New horizons of science

This term is currently as promising in science as the hype surrounding ChatGPT around the world. The world-famous natural language processing application that is used millions of times every day is also a basic model. But the Helmholtz community is about more than just a text Q&A machine. Fundamental models aim to connect large amounts of data and recognize connections or patterns so that central questions in science can suddenly be solved.

To achieve this, the basic model is trained in several stages. First, it is fed tons of well-prepared scientific data. At first there was no specific mission. The fact is that the system independently acquires a very strong knowledge base (foundation). It can then be trained on the target tasks, called flow tasks, in the next stage with relatively little effort. This is what science seeks. “With regard to plankton research, we hope to use the knowledge gained to better understand nutrient and carbon dynamics in the oceans and thus be able to improve our climate models,” says Kaenmuller.

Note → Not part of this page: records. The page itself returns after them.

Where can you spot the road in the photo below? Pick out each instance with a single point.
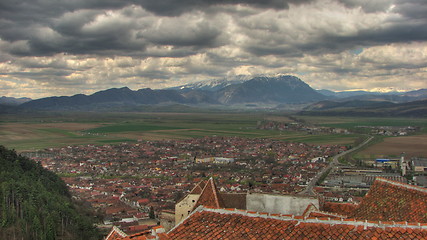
(333, 163)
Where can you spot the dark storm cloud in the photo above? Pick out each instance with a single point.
(174, 8)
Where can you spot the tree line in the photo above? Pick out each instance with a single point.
(36, 204)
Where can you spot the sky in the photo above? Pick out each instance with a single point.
(66, 47)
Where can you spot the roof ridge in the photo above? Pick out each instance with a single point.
(399, 184)
(209, 190)
(322, 220)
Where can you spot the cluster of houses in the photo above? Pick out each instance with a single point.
(390, 210)
(298, 126)
(129, 183)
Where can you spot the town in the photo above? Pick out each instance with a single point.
(130, 182)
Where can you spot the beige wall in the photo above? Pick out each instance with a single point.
(185, 206)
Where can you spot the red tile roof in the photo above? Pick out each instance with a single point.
(156, 233)
(115, 234)
(205, 223)
(198, 188)
(393, 201)
(346, 209)
(210, 196)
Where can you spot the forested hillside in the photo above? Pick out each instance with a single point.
(35, 203)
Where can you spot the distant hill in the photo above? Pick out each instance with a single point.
(13, 101)
(114, 98)
(271, 90)
(241, 91)
(367, 108)
(282, 89)
(377, 96)
(36, 204)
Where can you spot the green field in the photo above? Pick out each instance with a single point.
(31, 132)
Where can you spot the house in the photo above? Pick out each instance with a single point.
(390, 210)
(155, 233)
(419, 164)
(206, 193)
(211, 223)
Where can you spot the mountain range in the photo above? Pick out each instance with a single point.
(240, 91)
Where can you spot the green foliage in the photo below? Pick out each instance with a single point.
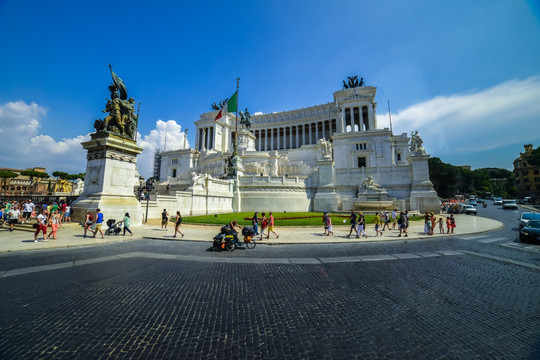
(449, 180)
(281, 219)
(534, 158)
(61, 175)
(35, 174)
(7, 175)
(77, 176)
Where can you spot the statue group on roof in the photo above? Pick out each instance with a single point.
(121, 119)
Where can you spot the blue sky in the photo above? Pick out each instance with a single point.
(466, 74)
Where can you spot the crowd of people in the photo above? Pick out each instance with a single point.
(381, 221)
(45, 214)
(53, 214)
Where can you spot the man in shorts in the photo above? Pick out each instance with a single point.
(99, 222)
(28, 208)
(14, 215)
(164, 219)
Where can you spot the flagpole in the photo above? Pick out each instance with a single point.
(390, 116)
(236, 120)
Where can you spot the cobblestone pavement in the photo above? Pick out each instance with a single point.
(455, 297)
(458, 306)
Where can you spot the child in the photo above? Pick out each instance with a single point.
(329, 226)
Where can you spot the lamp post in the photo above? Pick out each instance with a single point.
(149, 187)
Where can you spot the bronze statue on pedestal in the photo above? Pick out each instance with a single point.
(121, 119)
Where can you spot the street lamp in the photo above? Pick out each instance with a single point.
(149, 187)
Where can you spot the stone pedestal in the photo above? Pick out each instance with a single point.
(110, 179)
(246, 140)
(326, 198)
(423, 198)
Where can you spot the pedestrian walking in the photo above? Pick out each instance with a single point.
(271, 226)
(127, 224)
(328, 226)
(99, 222)
(55, 222)
(402, 223)
(177, 224)
(361, 225)
(386, 221)
(88, 221)
(325, 216)
(264, 224)
(406, 219)
(377, 221)
(164, 219)
(67, 214)
(41, 225)
(352, 221)
(255, 222)
(14, 215)
(28, 208)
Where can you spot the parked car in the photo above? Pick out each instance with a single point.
(526, 217)
(509, 204)
(530, 232)
(468, 209)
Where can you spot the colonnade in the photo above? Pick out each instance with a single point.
(356, 118)
(206, 138)
(293, 136)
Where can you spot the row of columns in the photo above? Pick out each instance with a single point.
(356, 118)
(206, 138)
(293, 136)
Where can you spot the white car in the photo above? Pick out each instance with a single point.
(526, 217)
(468, 209)
(509, 204)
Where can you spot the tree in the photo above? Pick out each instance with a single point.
(34, 176)
(7, 175)
(534, 158)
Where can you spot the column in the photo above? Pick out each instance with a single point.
(371, 118)
(340, 121)
(290, 137)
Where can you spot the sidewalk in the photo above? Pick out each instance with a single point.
(72, 234)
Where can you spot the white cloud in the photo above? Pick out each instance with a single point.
(505, 114)
(167, 135)
(25, 148)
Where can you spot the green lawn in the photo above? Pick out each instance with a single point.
(281, 219)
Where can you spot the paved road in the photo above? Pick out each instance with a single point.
(465, 296)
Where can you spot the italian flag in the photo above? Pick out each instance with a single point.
(230, 106)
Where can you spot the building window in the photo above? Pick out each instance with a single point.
(362, 146)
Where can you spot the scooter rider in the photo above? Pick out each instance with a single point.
(232, 225)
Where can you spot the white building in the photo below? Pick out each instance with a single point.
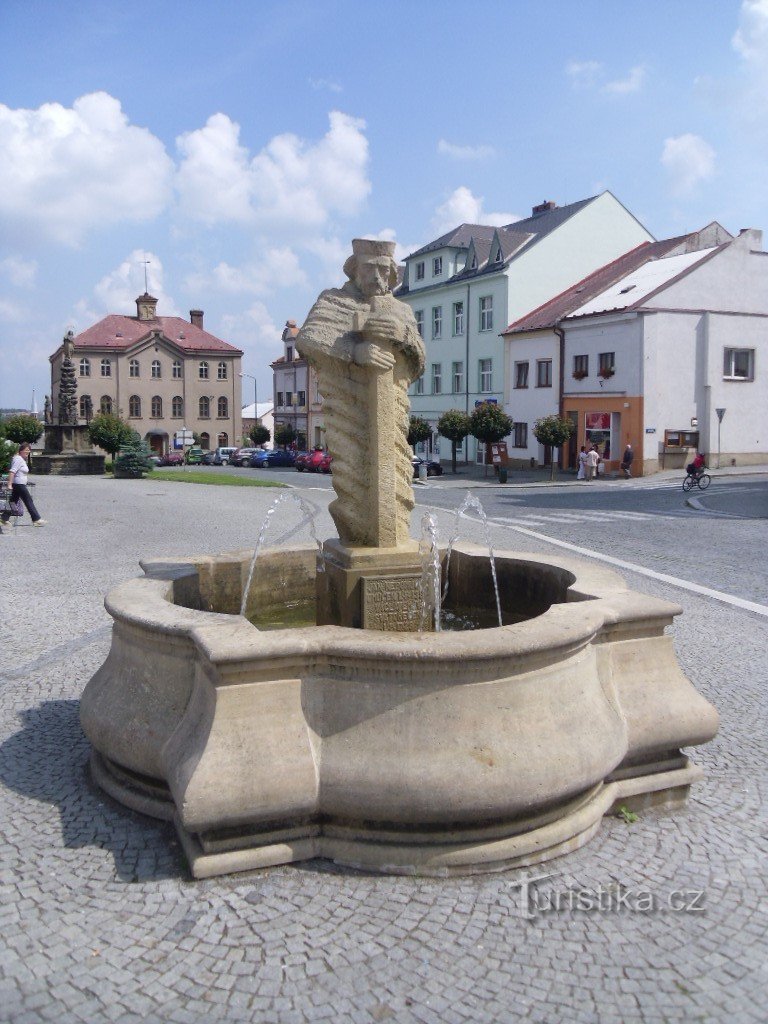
(466, 285)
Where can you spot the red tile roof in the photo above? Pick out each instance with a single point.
(120, 333)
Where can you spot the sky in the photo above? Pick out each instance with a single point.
(239, 146)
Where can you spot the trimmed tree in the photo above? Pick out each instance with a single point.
(110, 432)
(284, 434)
(455, 425)
(23, 428)
(554, 431)
(259, 434)
(418, 430)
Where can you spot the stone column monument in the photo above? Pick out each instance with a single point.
(366, 348)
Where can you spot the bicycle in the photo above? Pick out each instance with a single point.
(700, 480)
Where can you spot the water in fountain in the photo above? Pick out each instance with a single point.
(471, 502)
(308, 512)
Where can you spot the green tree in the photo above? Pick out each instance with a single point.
(284, 434)
(455, 425)
(418, 430)
(554, 431)
(259, 434)
(23, 427)
(110, 432)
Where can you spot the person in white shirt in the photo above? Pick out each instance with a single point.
(17, 473)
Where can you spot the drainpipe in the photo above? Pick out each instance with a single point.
(561, 386)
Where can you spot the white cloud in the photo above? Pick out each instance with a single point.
(20, 272)
(633, 82)
(289, 182)
(463, 207)
(464, 152)
(66, 171)
(688, 160)
(584, 74)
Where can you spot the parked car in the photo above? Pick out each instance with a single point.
(433, 468)
(242, 457)
(264, 460)
(222, 456)
(172, 459)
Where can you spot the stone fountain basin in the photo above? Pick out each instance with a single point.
(425, 753)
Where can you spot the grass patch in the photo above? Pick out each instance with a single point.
(196, 476)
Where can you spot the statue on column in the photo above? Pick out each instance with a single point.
(68, 386)
(366, 348)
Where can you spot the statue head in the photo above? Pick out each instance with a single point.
(372, 266)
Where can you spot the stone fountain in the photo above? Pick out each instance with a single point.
(358, 737)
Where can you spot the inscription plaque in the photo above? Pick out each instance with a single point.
(392, 602)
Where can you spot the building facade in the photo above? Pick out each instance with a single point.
(466, 286)
(162, 374)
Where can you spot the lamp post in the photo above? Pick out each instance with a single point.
(255, 396)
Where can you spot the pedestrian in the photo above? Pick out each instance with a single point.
(627, 459)
(582, 464)
(593, 458)
(17, 473)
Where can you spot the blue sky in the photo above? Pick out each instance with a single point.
(241, 145)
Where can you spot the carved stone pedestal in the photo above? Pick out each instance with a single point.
(372, 588)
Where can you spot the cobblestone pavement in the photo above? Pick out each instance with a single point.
(100, 922)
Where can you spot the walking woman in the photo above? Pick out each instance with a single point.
(17, 473)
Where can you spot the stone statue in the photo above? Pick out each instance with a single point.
(68, 385)
(366, 348)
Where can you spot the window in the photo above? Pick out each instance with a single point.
(606, 364)
(458, 317)
(486, 312)
(520, 434)
(544, 373)
(738, 364)
(436, 322)
(581, 367)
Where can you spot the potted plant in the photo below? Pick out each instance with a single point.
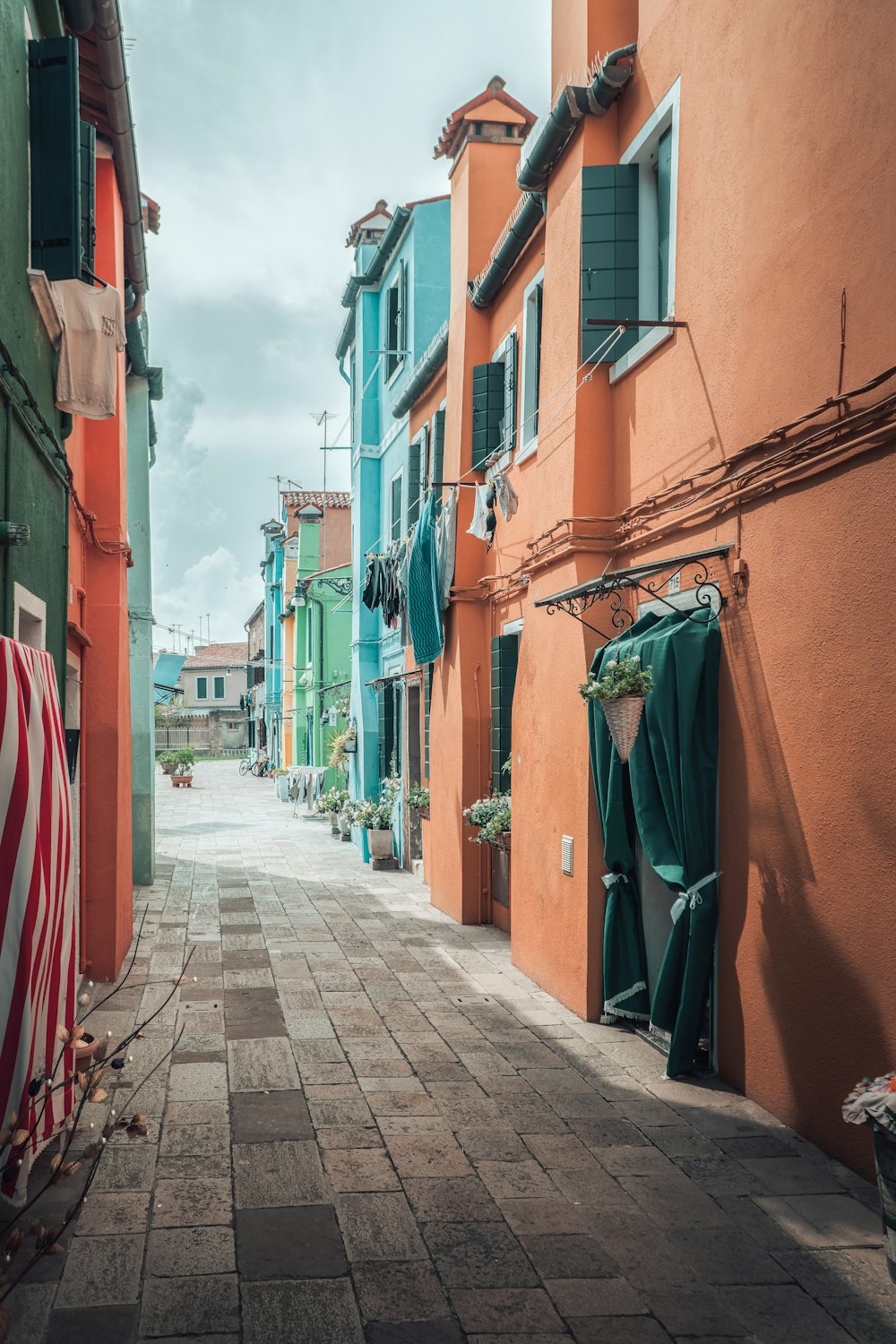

The potential basic model for plankton data — not yet developed, but work on it has already begun — will be fed by several billion images that the four Helmholtz Centers continuously produce in their research projects. Several hundred thousand of these images have been characterized and classified by scientists. This is called annotated or named data.

For basic training, for example, parts of the image are cut out from some original images. The model learns to fill in the missing pieces. If the system is able to accomplish this task after countless iterations, it will be trained on different tasks, such as identifying different types of plankton and highlighting them visually, distinguishing them from other species and organisms, or recognizing the amount of carbon present in organisms. Flake or how quickly sea snow falls to land.

In order to achieve this target task, the trained baseline model is supplemented, for example, with another layer containing only a few parameters. Unlike basic training, the training input comes primarily from annotated data. The step-by-step model output is then compared with the labeled raw data and refined until the result and original input are identical, at best.

Foundation models have enormous potential in all areas of research. In medicine, some systems have already been established in daily medical practice. Experts from the Center for Medical Image Computing at University College London and the NIH London Biomedical Research Center at Moorfields Eye Hospital NHS Foundation Trust trained the model. Retfund Based on 1.6 million retinal images. He is now able to diagnose diseases that appear in the eye but whose symptoms occur elsewhere in the body, such as the risk of heart failure or myocardial infarction.

Helmholtz also wants to develop such models: from science to science, says Florian Grotsch, senior speaker in the field of information and data science. Helmholtz has everything you need to ensure that developments in the field of artificial intelligence are not left to science and research to commercial players alone: ​​data, the specialist knowledge of researchers, expertise in the field of artificial intelligence, sufficient computing power and the expertise of our computer experts: inside.